I knew we were forgetting something—we had to be forgetting something. I didn’t even have time to go through my mental checklist, something I’d gotten into the good habit of doing ever since June (you knew that was coming). I pulled Caroline’s bike out of the trunk, told her to be careful, and climbed into the car. And then I gave myself a mental kick that rattled my brain hard enough to physically hurt, climbing frantically back out of the car. I didn’t think I could yell, and wasn’t even sure she would be able to hear me from where I stood. Oh well.

“Caroline!”

She stopped and looked over her shoulder. “What?”

“Stephanie Parker is gonna pick you up from school and walk you home, and hang out with you there until I get home, okay? You remember Steph, don’t you? I used to work with her mom? She’s smart, just like you…I mean, I’m sure—”

“Okay, mom. I’ll be nice to my babysitter.” She pushed off and pedaled fast.

“Be careful.”

“Yes, mother!”

“If you need anything, call me.”

“I memorized your number!”

“Look both ways before you cross—”

“I got it!” And off she went—no helmet. No worries.

I drove to Starbucks and ordered a hot chocolate, because I’d gone so long without coffee already, and breaking the habit would only make me feel worse about my already gloomy morning. I caught myself glancing around, and reminded the seventeen-year-old inside of me that Ryan Drisi was at the elementary school, getting ready to teach my daughter how to be a better person, or something along those blurred lines.

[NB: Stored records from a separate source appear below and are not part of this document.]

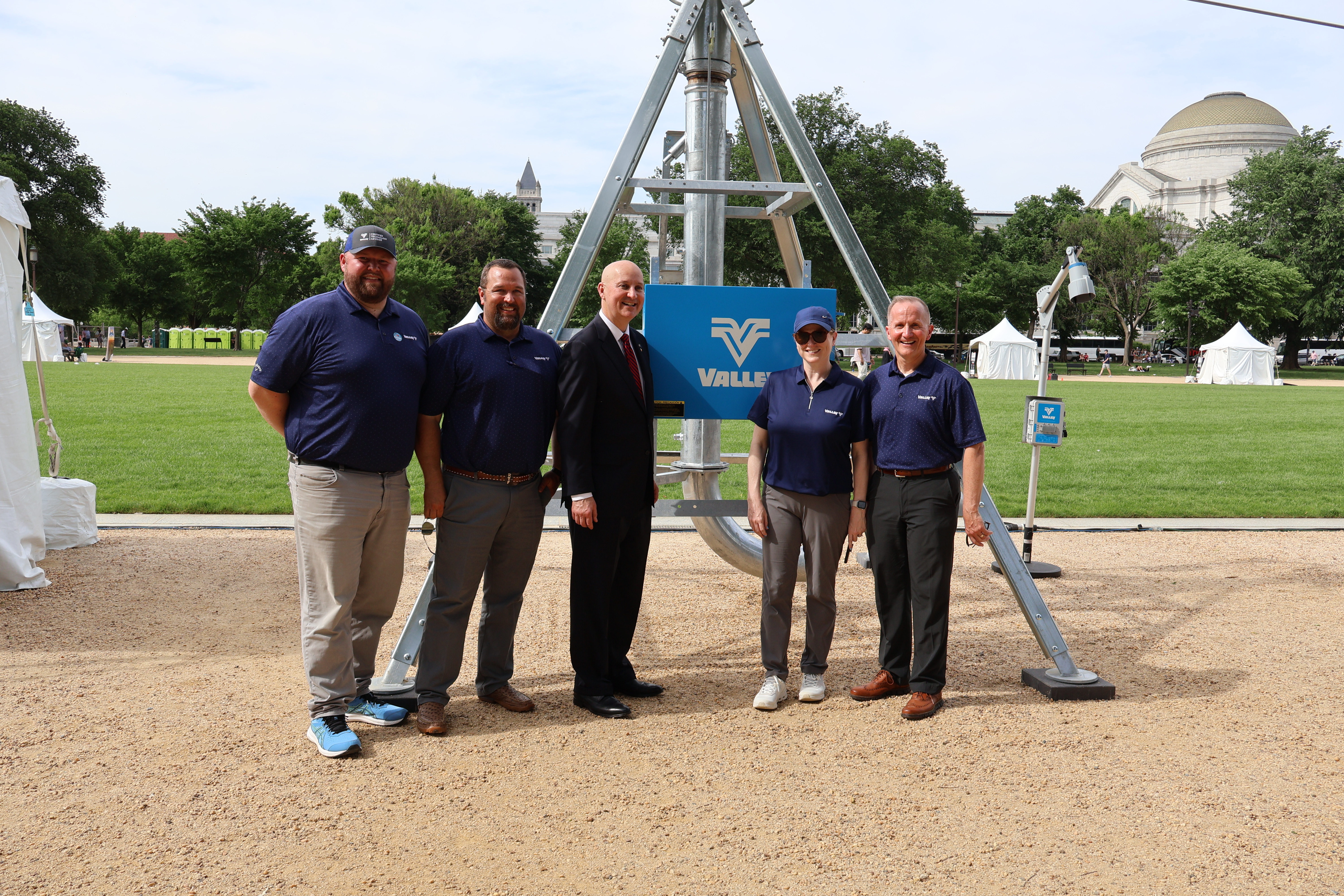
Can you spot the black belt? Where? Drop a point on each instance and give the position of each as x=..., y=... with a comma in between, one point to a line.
x=907, y=475
x=341, y=468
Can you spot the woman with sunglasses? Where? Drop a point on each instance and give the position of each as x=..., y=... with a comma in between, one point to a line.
x=811, y=443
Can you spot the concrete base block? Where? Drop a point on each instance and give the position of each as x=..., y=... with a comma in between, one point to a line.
x=1100, y=690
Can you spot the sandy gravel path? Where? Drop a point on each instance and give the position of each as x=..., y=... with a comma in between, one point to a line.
x=154, y=742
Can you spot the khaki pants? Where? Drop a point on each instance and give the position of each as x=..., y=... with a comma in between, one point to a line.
x=819, y=524
x=351, y=535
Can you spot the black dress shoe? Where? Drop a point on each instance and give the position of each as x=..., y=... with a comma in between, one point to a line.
x=636, y=688
x=604, y=707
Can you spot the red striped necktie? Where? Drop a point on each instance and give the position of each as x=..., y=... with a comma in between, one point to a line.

As soon as I stepped into the office building, where I would be spending many days getting paper cuts and answering to more successful people than myself (fine with me, as long as they paid me for my time like they’d promised), my phone rang. I pulled it quickly out of my purse, glanced at the number, and felt a cold chill raise the hair on my arms. I answered, gripping my hot chocolate hard enough to bend the sleeve. “Hello?”

“Mom, you forgot to sign my papers.”

I pushed the elevator button. “What papers? Care, I’m about to go in the elevator—”

“The papers I told you not to forget to sign that you forgot to sign. Those papers.” I looked at my watch; I was running out of time. It would look bad if I was late. It would look bad if I asked my boss(es) to let me rush over to the elementary school to sign classroom agreements and second grade permission slips. They would not understand; I’d somehow gotten myself stuck right in the middle of a no-win situation, which hadn’t happened since—well, you know.

“Caroline—” The doors to the elevator opened with a ding. A few people got off, and quite a few more got on. Someone held the door for me, but I waved him off, mouthed a thank-you, and stepped away. This was not how I’d planned this morning to go. This wasn’t how I had ever planned anything to go. “Can’t you just bring them in tomorrow? I’m sure R—Mr. Drisi will understand—”

“He said he’s trying to teach us how to be responsible,” she said. She sounded like she was going to start crying, a tactic she never used. Worse, I knew Ryan Drisi wouldn’t put up with it. Unlike Nicholas, he wouldn’t let tears serve as an excuse. “He says if we don’t have them, we can’t get a book at the library. Mom—I need—”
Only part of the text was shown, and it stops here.